А ведь на сей счет были-таки колебания. Мало того. На перековке настаивали сильные мира сего, включая Фадеева да, говорят, и самого Сталина. Тот будто бы даже дал понять, что, ежели Шолохов окажется неподатлив, можно будет, опираясь на слухи о плагиате, подумать о назначении автором «Тихого Дона» другого литератора. А что?

Есть же сведения, будто, осердясь на Крупскую, вождь пригрозил: будет плохо себя вести, назначим вдовой Ленина другого товарища. Например, проверенную большевичку Стасову.

Но нет. В доносе Ставского, помимо того, что Шоло- хов-де сочувствует разоблаченным «врагам народа» из числа земляков, поставляется и такой компромат:

«М. Шолохов рассказал мне, что в конце концов Григорий Мелехов бросает оружие и борьбу.

– Большевиком же я его делать никак не могу».

Смело? Но Шолохов являл куда большую смелость, когда писал Сталину о несчастьях, которые коллективизация принесла Дону. Тут же главное, что это говорит художник, понимающий неуступчивые законы художества.

Конечно, сомнения в авторстве «Тихого Дона», романа великого, просто не могли не возникнуть – при такой- то наглядной эволюции Шолохова. В том числе – как писателя.

В самом деле!
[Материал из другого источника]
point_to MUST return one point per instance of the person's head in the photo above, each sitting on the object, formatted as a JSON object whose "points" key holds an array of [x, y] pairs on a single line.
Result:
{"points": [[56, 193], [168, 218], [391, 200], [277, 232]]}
От еще нескладных, однако живых «Донских рассказов» – взлет к «Тихому Дону». А дальше – все вниз и вниз. Конъюнктурная, отнюдь не на уровне послания Сталину насчет губительности колхозов, но частями все-таки сильная первая часть «Поднятой целины», после чего находится возможность подняться на уровень четвертой, бескомпромиссной книги шолоховского шедевра. Роман «Они сражались за Родину», сочинение беспомощно-балагурное, будто написанное в соавторстве с дедом Щукарем; вещь, которую не хватило сил даже закончить. Щукариная фантазия не беспредельна, а фронтового опыта у Шолохова, не приближавшегося к передовой, не было.

Из мемуаров Семена Липкина – его рассказ в присутствии Василия Гроссмана и Андрея Платонова (все трое – фронтовики):

«У Платоновых я упомянул о таком эпизоде. Член Военного совета нашей флотилии взял меня с собой в конце февраля 1943 года в Камышин. Я должен был описать в газете церемонию вручения наград тяжелораненым морякам, находившимся на излечении в камышинском военно-мор- ском госпитале. Оказалось, что в Камышине в большом, видимо, бывшем купеческом доме живет с семьей полковник Шолохов, живет безвыездно, как сообщили жительницы города.